У гладильного стола стоял подмастерье ангел Берл. Высокий, худой, с маленькими, но блестящими глазами. Он все время пробовал пальцем, горяч ли утюг, и продолжал гладить.

Раньше подмастерья Сёмка и Берл были не разлей вода, точно одно тело и одна душа. Но с тех пор как оба влюбились в ангелицу Рейзл, дочь райского лавочника Исроэл-Мойше, они были на ножах и все время изводили друг друга. Просто до печенок доставали.

Ангелица Рейзл, юная и прекрасная, очень над ними потешалась. То с одним кокетничала, то с другим. В какой-то момент бывшие друзья даже подрались. Запустили друг в друга утюгами и потом несколько недель ходили на работу с перевязанными головами.

Ангел Сёмка даже пытался покончить с собой. Повесился на собственных подтяжках. Забыл, что ангел в раю не может погибнуть. Проболтавшись в воздухе целые сутки, ангел Сёмка снял подтяжки с шеи и стал проклинать рай, подмастерье Берла и… он хотел проклясть дочь райского лавочника, причину всех своих страданий, но сердце не позволило.

Мне очень понравился дом моего друга Писунчика: передняя комната, спальня и кухня. Это был настоящий дом. В первой комнате работали. Во второй спали, а на кухне целыми днями парилась мама Писунчика, Хана-Двойра. Готовила обед и ужин для всех домочадцев.

Окно было открыто. Из окна был виден райский луг и пасущийся на нем Шорабор. Трое босоногих ангелов следили за тем, чтобы Шорабор не забрел в чужие сады. Один из них, Мойше-пастух, играл на дудочке, а другие пели.

Вечером ангелы-подмастерья воткнули иглы в лацканы и отправились мечтать о своей любимой. Папа Писунчика ушел молиться в портновский клойз. Мы с Писунчиком стояли у открытого окна. На райском лугу начинало темнеть. Мы слушали стрекот серебряных райских кузнечиков. Шорабор жевал траву. Я удивлялся его аппетиту.

Трое пастухов пели, то есть один играл на дудочке, а другие пели. Кто не слышал пения райских пастухов, тот не знает, что такое красота.
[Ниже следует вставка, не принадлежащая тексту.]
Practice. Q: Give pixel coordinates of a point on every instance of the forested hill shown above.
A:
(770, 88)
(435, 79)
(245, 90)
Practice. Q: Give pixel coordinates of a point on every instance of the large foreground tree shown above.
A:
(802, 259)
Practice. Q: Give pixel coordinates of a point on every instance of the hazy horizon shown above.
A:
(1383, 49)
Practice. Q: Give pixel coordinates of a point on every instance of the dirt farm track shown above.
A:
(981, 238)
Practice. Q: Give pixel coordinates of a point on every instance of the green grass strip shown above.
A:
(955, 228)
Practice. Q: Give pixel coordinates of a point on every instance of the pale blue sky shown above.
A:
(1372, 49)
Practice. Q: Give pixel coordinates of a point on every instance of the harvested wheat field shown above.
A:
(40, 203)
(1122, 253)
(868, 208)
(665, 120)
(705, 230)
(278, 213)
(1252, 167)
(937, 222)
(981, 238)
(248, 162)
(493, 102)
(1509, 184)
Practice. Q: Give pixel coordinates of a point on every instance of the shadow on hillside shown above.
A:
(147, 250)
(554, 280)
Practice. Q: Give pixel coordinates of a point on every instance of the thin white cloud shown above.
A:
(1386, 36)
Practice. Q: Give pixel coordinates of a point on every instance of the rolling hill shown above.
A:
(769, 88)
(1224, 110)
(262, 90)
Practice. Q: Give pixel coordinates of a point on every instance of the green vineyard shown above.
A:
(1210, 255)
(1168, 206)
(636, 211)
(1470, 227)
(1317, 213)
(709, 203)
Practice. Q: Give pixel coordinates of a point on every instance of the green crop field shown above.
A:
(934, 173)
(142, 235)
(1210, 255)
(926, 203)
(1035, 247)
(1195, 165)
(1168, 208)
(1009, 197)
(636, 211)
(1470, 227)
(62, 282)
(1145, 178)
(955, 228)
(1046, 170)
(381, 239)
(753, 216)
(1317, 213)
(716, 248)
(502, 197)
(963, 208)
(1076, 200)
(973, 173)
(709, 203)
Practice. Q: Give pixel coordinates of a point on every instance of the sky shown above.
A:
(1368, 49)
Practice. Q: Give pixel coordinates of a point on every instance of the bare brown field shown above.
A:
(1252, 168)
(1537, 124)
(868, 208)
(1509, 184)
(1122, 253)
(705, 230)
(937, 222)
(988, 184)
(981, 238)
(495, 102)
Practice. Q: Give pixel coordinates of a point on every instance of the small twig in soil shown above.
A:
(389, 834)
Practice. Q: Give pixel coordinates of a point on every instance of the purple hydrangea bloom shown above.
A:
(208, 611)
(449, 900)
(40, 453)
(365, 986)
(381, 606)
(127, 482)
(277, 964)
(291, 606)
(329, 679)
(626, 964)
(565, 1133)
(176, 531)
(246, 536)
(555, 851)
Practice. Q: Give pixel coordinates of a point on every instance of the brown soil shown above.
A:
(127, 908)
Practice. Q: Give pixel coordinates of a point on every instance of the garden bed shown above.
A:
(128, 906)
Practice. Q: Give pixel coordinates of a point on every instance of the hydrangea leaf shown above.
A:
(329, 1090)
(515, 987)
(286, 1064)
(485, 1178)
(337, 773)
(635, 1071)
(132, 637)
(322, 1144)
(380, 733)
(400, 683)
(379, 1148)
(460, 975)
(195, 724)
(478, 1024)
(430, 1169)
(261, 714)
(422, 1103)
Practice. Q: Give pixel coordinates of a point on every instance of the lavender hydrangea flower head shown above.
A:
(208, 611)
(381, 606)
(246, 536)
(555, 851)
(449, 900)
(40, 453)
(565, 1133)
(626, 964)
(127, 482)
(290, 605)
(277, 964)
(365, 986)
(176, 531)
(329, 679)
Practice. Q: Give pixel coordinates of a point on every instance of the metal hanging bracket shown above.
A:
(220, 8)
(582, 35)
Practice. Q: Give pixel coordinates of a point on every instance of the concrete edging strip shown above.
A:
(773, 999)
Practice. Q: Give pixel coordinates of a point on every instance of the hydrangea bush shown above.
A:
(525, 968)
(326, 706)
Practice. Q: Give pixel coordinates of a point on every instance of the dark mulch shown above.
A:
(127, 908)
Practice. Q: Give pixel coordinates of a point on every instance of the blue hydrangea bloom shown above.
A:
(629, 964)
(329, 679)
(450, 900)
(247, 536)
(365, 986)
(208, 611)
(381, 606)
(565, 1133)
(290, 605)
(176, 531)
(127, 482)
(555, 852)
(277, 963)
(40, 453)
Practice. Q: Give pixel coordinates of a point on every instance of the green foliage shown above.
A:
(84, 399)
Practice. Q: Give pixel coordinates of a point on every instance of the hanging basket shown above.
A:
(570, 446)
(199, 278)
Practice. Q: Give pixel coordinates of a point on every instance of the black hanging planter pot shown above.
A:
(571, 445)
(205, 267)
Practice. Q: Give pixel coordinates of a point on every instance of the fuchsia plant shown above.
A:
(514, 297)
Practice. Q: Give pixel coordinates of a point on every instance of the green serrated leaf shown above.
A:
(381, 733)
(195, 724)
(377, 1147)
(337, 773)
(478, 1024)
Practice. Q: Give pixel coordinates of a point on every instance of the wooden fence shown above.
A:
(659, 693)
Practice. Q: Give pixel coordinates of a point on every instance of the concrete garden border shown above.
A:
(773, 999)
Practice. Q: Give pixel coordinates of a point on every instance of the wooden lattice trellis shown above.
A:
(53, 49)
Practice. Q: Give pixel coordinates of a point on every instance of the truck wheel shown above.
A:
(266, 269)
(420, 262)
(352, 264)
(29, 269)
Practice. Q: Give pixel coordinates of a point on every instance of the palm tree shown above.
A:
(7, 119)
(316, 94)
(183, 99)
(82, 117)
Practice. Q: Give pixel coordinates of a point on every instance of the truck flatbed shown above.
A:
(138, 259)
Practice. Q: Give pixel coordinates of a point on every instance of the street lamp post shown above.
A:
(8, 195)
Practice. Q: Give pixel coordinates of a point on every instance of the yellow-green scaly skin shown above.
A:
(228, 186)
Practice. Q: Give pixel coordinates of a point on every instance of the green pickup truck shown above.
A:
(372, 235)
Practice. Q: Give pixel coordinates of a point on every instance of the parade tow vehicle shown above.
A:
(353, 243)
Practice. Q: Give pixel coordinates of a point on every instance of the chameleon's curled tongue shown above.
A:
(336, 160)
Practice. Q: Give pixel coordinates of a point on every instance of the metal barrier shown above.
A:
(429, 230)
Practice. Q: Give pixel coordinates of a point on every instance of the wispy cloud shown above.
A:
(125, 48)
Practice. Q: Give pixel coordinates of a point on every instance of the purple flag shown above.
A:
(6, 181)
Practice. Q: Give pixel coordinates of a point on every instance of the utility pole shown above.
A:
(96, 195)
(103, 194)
Как на райский на лужок Гнал я Шорабора, Пастушок-малышок, А теленок — с гору. Птичка райская свистит Весело и звонко! До чего же хорошо На лугу теленку! Крылья ветер-ветреник Мельнице вскружил, И кузнечики трещат В травке: трил-трил-трил.
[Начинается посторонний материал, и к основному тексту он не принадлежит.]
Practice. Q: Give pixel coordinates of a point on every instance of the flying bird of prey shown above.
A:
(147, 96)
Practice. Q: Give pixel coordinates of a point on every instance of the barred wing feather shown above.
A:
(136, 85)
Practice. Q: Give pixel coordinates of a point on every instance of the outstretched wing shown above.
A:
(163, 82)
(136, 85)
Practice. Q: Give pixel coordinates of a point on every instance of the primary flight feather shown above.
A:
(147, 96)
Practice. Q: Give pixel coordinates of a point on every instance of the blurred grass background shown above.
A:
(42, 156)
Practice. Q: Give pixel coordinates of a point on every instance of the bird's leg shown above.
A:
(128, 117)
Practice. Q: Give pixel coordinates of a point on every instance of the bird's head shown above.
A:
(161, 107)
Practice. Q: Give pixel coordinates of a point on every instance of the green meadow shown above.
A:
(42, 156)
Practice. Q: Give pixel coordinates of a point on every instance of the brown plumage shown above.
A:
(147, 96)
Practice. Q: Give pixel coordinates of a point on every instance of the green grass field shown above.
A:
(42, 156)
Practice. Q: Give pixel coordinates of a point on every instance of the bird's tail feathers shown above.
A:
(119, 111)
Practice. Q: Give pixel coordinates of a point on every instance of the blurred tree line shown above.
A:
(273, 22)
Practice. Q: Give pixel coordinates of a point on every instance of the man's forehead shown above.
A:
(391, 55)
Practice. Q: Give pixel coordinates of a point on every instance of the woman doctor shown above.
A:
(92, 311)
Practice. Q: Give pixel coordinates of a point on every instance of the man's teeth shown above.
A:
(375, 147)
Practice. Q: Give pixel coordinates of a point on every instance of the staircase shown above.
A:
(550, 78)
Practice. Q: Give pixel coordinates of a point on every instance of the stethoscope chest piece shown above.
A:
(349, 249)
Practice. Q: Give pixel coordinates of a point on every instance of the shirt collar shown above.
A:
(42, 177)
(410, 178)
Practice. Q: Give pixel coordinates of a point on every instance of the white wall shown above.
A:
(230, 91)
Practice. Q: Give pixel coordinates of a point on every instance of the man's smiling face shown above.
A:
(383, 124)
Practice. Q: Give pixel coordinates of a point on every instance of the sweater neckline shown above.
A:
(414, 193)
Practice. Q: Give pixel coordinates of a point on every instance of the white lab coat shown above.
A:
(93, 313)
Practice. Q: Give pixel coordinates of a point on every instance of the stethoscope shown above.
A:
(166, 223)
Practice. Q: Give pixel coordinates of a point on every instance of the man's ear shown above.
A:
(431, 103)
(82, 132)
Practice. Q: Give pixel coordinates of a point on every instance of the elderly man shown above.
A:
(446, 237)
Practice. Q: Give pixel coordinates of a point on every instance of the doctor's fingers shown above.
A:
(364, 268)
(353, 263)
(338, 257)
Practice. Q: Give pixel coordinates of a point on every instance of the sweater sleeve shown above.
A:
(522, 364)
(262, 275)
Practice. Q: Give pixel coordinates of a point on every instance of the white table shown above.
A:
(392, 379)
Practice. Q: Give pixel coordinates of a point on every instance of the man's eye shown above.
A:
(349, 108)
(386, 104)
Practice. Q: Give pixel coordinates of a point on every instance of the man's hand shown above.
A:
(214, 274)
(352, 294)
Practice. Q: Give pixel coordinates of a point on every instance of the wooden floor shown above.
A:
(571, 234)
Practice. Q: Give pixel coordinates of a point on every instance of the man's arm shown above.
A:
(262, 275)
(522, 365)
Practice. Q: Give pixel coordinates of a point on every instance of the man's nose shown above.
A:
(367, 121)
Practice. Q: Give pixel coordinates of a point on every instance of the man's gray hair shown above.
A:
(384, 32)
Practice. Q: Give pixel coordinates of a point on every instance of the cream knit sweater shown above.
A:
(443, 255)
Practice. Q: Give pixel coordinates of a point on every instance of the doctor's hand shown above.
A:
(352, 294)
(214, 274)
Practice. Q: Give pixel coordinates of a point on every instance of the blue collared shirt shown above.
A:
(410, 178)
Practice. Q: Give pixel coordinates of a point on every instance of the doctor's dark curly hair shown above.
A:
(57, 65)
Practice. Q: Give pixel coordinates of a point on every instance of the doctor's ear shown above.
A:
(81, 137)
Дудочка чарующе и сладко затихала. Мы видели уже только силуэты трех пастухов и слышали тяжелую поступь Шорабора.

За деревьями взошла луна. Я толкнул локтем моего друга Писунчика, который стоял задумавшись.

— Писунчик, знаешь что?

— Что, Шмуэл-Аба?

— Давай немного прогуляемся.

— Куда, Шмуэл-Аба?

— Может, по аллее Трех праотцев?

— Согласен!

Мы расправили крылья и полетели. Писунчик глубоко вдыхал райский ветер.

— Твой папа — очень хороший ангел, Писунчик. Он так тяжело работает, а при всем при том так беден.

Писунчик ничего не ответил. Он не любил, когда говорили о бедности его папы.

На аллее Трех праотцев было полно парочек. Многие летали. Некоторые сидели на скамейках и шептались.

Что значил этот шепот, мы не понимали. Но он нам нравился. Мы дали себе слово, что, когда мы вырастем, каждый выберет себе ангелицу и тоже будет с ней шептаться в аллее Трех праотцев.

Мы услышали глубокий, тяжкий вздох. Мы взглянули, кто это вздыхает, и вдруг увидели портновского подмастерья Сёмку, который в одиночестве гулял по аллее.

С другой стороны аллеи послышался еще один вздох. Это вздыхал ангел Берл, который тоже не находил себе места.

— Когда мы вырастем и станем большими, мы тоже будем вздыхать, — сказал Писунчик.

— И еще сильнее, чем портновские подмастерья, — добавил я.

— Конечно, — согласился Писунчик, и мы опустились посреди аллеи.

Мы прогуливались туда-сюда. Прислушивались к шепоту, доносившемуся из-за деревьев. Ангел клялся всеми клятвами, ангелица не верила ему. Ангел грозил, что, если она не поверит, он бросится из рая на землю.

— Что ты здесь делаешь, Писунчик, иди домой!

Мы узнали сестру Писунчика Этл. Она гуляла по аллее со своей подругой.

— Я не хочу идти домой. Я хочу еще немного погулять с моим другом Шмуэл-Абой, — ответил Писунчик.

Этл ушла. Мы с моим другом переглянулись.

— Красивая у тебя сестра, — сказал я, — у нее такие розовые крылья.

— Она уже просватана, — гордо ответил Писунчик, — в субботу после Швуес у нее свадьба.

— Пригласишь меня на свадьбу, Писунчик?

— Конечно, — обещал мой друг, и мы расстались до утра.

Всю ночь мне снилась свадьба. Я был женихом, а Писунчик — моим зятем. Играли музыканты. Невеста плакала. Я проснулся и понял, что это был только сон. Мне было очень тревожно от этого прекрасного сна.